Note: this is a x-post from my blog, Thoughts on AI , where I discuss a variety of topics in AI governance, particularly corporate governance.
Introduction
The corporate governance team at the Centre for the Governance of AI recently published a great paper, “Coordinated pausing: An evaluation-based coordination scheme for frontier AI developers”, authored by Jide Alaga and Jonas Schuett. The following post contains a set of responses and comments to the paper - all such responses are based on personal insights and opinions that I have on the content that I hope add to the conversation. Any negative tone that may come across in the post does not represent my feelings on the paper overall - I think it is a fantastic, practical piece of research that I hope is read by policymakers both in frontier AI labs and governments.
A Note on Good Intentions
It may appear that some of my comments take a rather pessimistic view of frontier AI labs and their interests. In truth, I believe that many of these labs are full of individuals genuinely trying to do the right thing, who are aware of the risks they are dealing with. In my mind, this good faith should be given to almost any individual working at a frontier lab, but it absolutely should not be extended to the labs themselves.

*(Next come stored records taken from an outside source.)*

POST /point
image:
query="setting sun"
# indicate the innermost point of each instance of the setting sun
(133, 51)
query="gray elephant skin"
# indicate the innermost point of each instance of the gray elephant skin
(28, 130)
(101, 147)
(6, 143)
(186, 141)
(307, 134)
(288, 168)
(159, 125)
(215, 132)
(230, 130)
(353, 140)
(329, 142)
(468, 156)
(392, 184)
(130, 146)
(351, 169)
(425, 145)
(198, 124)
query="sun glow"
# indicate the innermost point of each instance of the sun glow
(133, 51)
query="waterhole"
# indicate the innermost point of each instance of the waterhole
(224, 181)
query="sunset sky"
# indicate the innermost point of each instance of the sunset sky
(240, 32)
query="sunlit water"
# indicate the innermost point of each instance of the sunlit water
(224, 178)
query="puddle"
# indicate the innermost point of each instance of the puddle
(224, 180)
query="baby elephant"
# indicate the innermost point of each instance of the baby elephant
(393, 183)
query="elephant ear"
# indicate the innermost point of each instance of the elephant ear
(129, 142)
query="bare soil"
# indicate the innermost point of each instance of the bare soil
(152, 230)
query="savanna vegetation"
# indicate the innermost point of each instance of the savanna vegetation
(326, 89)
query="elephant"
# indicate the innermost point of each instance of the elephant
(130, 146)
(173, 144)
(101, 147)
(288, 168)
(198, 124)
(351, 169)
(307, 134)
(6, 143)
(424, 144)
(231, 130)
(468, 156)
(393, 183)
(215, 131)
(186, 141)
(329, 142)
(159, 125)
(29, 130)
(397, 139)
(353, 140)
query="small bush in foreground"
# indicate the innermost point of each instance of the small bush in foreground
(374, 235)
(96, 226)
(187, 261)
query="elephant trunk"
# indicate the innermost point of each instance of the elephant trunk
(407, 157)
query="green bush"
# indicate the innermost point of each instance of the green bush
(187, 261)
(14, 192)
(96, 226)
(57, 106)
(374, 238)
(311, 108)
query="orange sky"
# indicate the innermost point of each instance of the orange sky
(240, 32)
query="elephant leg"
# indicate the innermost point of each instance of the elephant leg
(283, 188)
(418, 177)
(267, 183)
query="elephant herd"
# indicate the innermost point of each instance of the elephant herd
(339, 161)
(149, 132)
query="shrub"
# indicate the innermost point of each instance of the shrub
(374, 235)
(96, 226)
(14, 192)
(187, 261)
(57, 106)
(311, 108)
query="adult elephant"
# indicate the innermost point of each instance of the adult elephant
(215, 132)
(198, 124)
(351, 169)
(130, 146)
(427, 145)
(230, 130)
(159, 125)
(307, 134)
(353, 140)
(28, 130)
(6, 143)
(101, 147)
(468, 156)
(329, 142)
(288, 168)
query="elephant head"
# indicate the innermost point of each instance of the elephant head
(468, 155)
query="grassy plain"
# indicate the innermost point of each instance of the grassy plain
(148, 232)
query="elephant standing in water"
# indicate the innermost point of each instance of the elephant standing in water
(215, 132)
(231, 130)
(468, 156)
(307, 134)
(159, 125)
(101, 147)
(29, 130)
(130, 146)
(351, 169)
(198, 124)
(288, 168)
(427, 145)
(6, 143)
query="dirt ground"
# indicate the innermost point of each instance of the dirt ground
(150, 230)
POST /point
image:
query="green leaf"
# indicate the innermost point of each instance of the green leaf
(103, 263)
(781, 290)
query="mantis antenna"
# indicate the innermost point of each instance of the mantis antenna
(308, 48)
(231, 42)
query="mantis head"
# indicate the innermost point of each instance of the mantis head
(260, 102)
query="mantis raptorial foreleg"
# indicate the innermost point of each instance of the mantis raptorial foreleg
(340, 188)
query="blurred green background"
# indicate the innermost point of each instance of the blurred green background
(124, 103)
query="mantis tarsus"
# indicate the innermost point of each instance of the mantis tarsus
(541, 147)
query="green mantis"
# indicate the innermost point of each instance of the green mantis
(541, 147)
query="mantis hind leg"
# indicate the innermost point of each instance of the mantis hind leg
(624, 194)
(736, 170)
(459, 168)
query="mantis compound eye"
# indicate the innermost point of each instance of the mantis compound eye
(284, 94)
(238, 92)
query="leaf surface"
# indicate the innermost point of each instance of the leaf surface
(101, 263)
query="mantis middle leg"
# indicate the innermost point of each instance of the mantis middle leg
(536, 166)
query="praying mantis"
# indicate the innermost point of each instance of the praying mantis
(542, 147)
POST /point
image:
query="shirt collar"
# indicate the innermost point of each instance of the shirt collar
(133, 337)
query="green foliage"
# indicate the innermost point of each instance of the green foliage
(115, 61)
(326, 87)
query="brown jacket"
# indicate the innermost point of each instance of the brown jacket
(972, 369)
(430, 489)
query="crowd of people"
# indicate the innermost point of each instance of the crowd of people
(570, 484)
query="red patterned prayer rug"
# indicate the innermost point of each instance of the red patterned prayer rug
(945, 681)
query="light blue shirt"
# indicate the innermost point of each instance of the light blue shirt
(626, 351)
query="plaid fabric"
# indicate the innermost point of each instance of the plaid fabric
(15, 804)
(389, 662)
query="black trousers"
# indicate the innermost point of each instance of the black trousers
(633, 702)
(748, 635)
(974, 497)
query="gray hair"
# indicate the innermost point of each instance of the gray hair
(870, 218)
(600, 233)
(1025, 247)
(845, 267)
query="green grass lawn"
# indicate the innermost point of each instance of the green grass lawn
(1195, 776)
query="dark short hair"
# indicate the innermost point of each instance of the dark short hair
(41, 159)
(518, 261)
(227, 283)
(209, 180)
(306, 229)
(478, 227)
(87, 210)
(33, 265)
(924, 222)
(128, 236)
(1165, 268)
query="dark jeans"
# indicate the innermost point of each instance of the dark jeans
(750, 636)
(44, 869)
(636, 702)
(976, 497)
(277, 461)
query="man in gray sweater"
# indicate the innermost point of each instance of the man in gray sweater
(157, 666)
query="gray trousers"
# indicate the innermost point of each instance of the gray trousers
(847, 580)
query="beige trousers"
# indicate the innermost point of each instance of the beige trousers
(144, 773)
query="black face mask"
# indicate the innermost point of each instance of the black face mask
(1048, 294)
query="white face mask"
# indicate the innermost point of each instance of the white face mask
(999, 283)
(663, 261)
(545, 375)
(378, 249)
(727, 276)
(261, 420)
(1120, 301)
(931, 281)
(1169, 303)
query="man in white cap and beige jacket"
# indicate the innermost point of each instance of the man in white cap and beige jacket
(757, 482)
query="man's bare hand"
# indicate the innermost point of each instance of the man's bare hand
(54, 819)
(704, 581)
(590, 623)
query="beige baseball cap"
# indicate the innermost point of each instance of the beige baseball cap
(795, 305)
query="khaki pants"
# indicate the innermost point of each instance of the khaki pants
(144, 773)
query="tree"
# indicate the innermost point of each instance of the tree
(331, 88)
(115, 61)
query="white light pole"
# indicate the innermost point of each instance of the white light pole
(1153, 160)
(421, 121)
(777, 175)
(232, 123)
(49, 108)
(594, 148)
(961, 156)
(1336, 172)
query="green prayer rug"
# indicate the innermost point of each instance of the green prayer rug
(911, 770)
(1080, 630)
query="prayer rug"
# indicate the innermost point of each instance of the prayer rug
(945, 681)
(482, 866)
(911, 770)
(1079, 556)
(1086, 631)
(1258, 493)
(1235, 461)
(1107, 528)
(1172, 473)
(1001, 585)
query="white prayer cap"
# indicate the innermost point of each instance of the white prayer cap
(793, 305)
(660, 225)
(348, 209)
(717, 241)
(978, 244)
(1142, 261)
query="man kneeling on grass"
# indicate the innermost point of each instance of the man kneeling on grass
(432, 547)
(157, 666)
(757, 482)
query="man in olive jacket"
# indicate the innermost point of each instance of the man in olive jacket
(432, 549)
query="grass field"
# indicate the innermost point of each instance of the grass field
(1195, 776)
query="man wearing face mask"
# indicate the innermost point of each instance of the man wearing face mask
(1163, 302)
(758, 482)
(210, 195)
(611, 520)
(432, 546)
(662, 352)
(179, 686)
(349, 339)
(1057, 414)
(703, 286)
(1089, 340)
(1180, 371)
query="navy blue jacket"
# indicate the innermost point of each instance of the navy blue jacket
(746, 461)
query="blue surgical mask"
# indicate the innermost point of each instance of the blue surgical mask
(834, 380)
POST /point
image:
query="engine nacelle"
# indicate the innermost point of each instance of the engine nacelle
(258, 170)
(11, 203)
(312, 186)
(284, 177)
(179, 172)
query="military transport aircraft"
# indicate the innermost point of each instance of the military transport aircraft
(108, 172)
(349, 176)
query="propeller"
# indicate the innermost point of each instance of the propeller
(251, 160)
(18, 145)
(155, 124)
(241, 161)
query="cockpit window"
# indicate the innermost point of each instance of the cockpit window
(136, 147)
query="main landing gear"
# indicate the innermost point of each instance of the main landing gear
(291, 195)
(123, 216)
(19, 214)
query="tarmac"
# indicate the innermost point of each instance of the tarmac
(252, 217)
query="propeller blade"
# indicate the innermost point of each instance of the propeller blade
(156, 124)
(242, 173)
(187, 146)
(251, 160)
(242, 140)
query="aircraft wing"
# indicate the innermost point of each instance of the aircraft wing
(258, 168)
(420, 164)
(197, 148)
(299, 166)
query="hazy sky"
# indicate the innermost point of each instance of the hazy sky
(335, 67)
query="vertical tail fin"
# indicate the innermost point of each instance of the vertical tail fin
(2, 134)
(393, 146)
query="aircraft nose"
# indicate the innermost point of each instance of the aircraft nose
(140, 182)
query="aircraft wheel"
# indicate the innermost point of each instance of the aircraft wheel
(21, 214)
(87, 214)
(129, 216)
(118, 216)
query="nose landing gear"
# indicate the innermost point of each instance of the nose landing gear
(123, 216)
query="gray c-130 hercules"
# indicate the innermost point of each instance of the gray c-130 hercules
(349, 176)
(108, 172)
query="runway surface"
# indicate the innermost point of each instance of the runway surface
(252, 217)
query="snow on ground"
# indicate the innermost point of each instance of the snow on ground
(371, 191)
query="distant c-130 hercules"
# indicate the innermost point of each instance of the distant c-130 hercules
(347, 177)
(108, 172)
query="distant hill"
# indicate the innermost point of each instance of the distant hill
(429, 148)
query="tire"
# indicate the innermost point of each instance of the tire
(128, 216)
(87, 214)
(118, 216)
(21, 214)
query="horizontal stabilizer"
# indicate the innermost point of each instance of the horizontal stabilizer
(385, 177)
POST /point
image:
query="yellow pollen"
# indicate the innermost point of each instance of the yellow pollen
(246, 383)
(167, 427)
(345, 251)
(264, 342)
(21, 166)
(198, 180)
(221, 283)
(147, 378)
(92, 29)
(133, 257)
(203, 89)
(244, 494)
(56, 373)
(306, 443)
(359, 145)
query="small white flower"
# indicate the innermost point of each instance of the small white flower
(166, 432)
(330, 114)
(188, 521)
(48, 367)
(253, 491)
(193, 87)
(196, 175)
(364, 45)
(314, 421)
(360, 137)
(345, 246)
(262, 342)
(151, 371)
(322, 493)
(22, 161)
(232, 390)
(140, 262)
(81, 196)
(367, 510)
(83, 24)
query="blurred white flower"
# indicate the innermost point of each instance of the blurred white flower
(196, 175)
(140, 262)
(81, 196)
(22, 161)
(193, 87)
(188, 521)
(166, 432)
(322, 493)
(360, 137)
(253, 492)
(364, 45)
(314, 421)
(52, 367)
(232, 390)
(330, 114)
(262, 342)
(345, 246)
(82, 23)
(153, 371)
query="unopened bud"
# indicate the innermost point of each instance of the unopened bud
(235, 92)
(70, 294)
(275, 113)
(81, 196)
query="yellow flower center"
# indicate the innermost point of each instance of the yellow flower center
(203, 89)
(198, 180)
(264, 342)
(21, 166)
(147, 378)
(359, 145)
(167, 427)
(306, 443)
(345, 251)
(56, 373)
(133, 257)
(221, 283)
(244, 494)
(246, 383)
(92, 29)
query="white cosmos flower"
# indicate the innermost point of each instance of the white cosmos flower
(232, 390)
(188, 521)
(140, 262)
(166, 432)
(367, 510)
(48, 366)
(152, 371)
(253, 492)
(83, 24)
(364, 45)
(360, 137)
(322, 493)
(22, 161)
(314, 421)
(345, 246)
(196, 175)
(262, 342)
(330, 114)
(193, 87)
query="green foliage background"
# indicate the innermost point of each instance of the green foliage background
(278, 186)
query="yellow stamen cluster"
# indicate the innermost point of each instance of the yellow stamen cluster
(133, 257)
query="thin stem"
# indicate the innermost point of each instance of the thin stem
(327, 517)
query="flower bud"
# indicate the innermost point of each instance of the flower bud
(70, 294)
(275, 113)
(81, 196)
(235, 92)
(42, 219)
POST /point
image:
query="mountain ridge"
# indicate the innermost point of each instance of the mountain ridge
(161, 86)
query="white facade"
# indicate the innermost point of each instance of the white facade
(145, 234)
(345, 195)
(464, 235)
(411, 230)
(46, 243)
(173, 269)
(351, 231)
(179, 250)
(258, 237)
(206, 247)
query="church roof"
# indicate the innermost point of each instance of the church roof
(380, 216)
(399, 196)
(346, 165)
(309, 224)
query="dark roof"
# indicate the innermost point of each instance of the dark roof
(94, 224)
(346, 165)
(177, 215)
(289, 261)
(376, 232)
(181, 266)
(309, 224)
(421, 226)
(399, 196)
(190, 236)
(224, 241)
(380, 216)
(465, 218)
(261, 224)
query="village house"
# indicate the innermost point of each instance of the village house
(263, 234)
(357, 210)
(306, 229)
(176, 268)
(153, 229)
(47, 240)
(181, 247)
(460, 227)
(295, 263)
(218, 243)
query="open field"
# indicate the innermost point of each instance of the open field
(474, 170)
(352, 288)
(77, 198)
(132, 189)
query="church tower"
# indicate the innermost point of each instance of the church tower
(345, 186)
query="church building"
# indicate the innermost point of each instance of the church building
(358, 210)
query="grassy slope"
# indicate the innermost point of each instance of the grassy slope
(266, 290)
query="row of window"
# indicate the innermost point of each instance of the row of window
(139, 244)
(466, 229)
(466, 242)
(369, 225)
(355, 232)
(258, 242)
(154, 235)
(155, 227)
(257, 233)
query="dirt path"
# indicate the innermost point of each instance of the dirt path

Any such organisation exists in an environment that strongly rewards certain types of decision making, and a collection of entirely justifiable, well-meant decisions can still lead to very bad outcomes. Good governance should not rely on the good intentions of organisations, but instead seek to make the exercising of those good intentions as likely as possible to align with good outcomes, whilst making any bad intentions as painful and cumbersome as possible to execute on.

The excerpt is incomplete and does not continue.